In any case, for decades Bono has both raised money from individuals for international charity and chastised government officials whose policies seemed too stingy (in spending other people’s money). Now he is surprised to be touting the pivotal virtues of money-making and entrepreneurship.
“Rock star preaches capitalism. Wow. Sometimes I hear myself and I just can’t believe it. But commerce is real. That’s what you’re about here. It’s real. Aid is just a stopgap. Commerce — entrepreneurial capitalism — takes more people out of poverty than aid. Of course we know that.” (See a clip of these words.)

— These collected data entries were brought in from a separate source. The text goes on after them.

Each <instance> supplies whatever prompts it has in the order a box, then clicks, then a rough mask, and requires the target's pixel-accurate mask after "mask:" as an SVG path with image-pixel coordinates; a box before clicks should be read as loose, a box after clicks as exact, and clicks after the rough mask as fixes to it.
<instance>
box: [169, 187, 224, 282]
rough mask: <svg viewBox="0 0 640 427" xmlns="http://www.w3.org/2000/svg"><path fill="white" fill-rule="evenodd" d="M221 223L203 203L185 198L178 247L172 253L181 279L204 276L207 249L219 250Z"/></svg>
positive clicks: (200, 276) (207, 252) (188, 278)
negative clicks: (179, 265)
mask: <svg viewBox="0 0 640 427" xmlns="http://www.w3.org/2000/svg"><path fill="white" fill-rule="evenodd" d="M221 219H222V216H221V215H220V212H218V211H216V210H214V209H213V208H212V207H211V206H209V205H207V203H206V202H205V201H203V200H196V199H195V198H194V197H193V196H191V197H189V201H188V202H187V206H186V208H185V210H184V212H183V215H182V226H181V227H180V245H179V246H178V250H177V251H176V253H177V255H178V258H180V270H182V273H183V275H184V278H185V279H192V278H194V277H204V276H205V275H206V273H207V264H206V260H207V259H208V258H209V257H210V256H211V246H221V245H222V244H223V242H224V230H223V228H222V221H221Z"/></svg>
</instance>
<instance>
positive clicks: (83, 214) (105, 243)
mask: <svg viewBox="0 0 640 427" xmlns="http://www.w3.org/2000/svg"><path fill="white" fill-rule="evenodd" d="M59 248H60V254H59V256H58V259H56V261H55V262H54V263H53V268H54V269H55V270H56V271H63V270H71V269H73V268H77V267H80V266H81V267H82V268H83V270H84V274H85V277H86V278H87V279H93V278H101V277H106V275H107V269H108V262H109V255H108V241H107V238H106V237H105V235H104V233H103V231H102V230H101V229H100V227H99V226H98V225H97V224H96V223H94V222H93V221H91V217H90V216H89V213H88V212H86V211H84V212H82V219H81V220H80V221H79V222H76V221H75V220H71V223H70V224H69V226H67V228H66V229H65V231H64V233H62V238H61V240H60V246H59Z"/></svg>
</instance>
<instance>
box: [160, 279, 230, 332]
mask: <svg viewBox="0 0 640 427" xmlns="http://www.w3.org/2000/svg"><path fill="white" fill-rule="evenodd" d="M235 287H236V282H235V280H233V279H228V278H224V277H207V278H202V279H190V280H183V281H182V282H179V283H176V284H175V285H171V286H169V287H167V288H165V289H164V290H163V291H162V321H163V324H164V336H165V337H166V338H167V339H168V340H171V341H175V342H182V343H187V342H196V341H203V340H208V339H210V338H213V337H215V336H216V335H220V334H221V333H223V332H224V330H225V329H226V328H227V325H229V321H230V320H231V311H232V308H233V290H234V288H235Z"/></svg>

The rock star’s epiphany came after a TED talk a few years ago by George Ayittey, in which the speaker “made a special effort to rip into the foreign aid establishment,” knowing that Bono was in the audience. When the star came up after the talk to express his disagreement, Ayittey gave him a copy of his ideology-changing book Africa Unchained: The Blueprint for Development.
Perspectives unchained by myth and politics are a good idea too.
This is Common Sense. I’m Paul Jacob.